Осенним вечером солнце так быстро падает за горизонт, будто кто-то перерезает ниточку, на которой оно подвешено. Косые лучи золотыми лентами ныряют, пронизывают лес, покрывают всё розовым с медью, русским золотом с одной стороны и чёрным с другой, расплавленным золотом по чёрному, две минуты и ниточку обрежут, погаснет свет и золото листвы.

Она должна успеть. Она стояла, прислонившись к изрезанному старому дубу, тому самому, свидетелю. Он точно не предаст. Он знает её давно, с детских сандалий, с колгот с пузырями на коленях. Это под ним родители летом разворачивали одеяло, и она ложилась лицом в небо и сквозь листья, вырезанные округло, как кончики пальцев, на неё смотрело солнце, это странное и острое чувство: у тебя ничего нет и всё же весь мир — твой, это, наверное, как смерть: тебя нет, а мир есть, а тебе не больно.

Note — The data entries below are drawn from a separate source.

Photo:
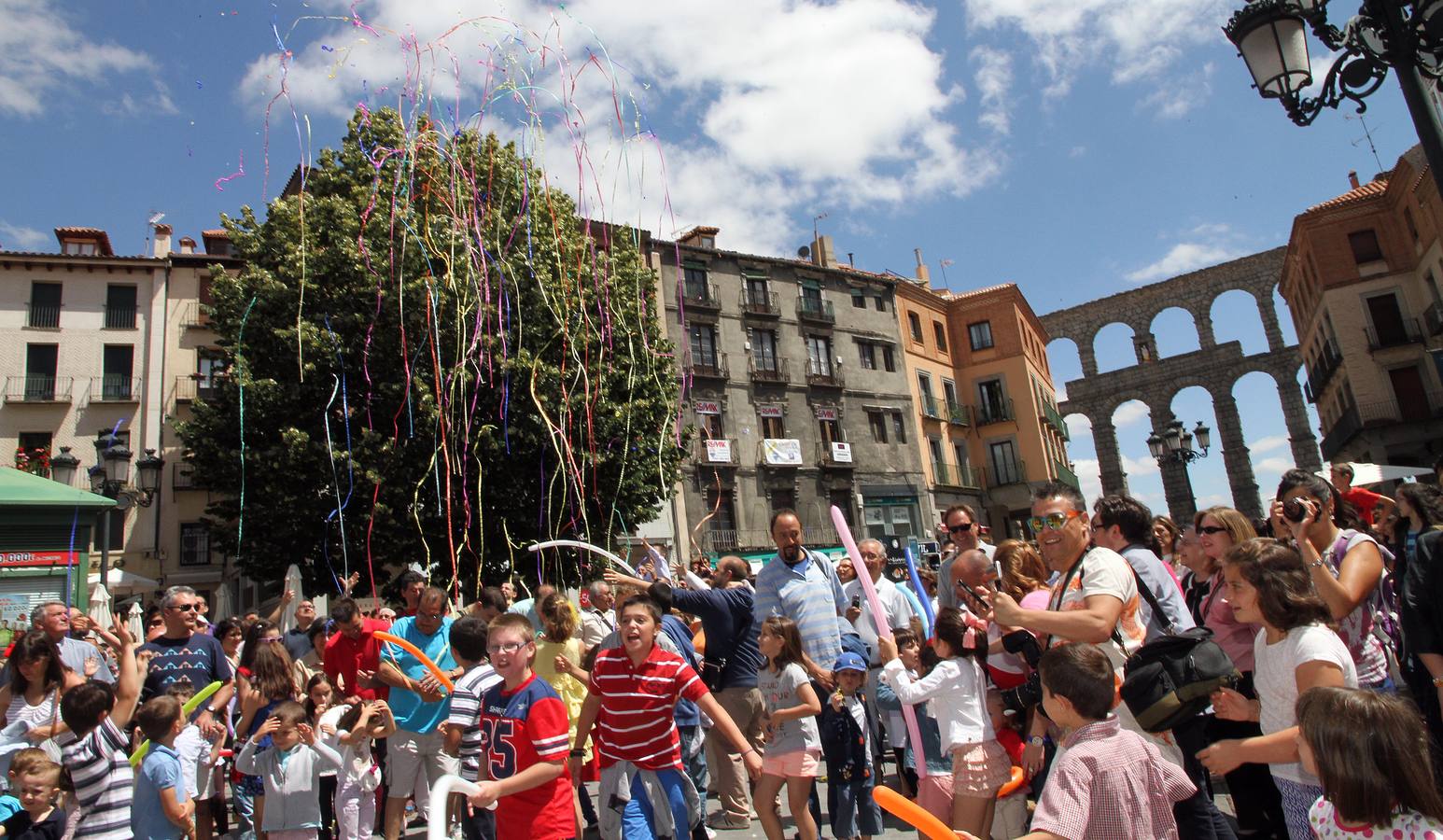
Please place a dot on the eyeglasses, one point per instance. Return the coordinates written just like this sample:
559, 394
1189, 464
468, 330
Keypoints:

Это его жёлуди каждый раз оказывались в её карманах, когда она приходила с прогулки, поросятки гладкие, полированные, в шершавых шапочках с острыми носиками. Она покатала в кармане жёлуди, они тёрлись друг о друга, от этого у них слетали шапочки с нарезкой в мелкий квадратик.

Она стащила с шеи платок, шёлк и хлопок пополам, очень плотный, прочный, не порвать, намотала два оборота на каждую кисть, будто сама себя связала, растянула резко, платок загудел, задрожал. Медленно, по одному, в раскачку беззвучно падали мёртвые красные и золотые листья, совсем как её шаги. Она подошла сзади и, перекинув платок, обвела петлёй голову девушки, та слегка подняла узкий бледный подбородок, — чтобы мне было удобнее, — улыбнулась она, потом резко изо всех сил развела локти, тоненькая шейка в петле хрустнула, платок скрипел и дрожал, ещё немного и голова неровно покатится по дорожке.

Упало солнце. Погасло золото и красное погасло, стало чёрным.

СПЯЩЕЕ ЧУДОВИЩЕ

Вот уже много лет я не могу спокойно жить. Я как будто не живу, а притворяюсь, что живу. Убеждаю себя, что у меня всё в порядке, тем временем пропасть между тем, что есть и тем, что я придумала, всё увеличивается, растёт, и если я раньше могла просто перешагнуть с одного плато на другое, разрыв между ними был не более метра, а начиналось всё с еле заметной трещины, то теперь я не смогла бы перепрыгнуть с одного края на другой, даже если бы разбежалась, даже если бы я сделала себе крылья, натянув шкурки летучих мышей на остовы зонтиков, зонтиков полно на помойках, надо всего-то штуки четыре, да восемь летучих мышей, сшить между собой тонкие скользковатые, как тонкая резина, перепонки крылышек и готово дело, можно пробовать.

— Нет, нет, не пугайтесь, прошу Вас, не надо пересаживаться на другое сиденье, ведь вагон метро почти пуст, и я тоже могу встать и опять сесть по соседству с Вами, не пересаживайтесь, не бойтесь!

— Я пошутила, не нужны мне никакие зонтики, и не собираюсь я потрошить летучих мышей, правда, я пошутила! Ха-ха-ха-ха-ха!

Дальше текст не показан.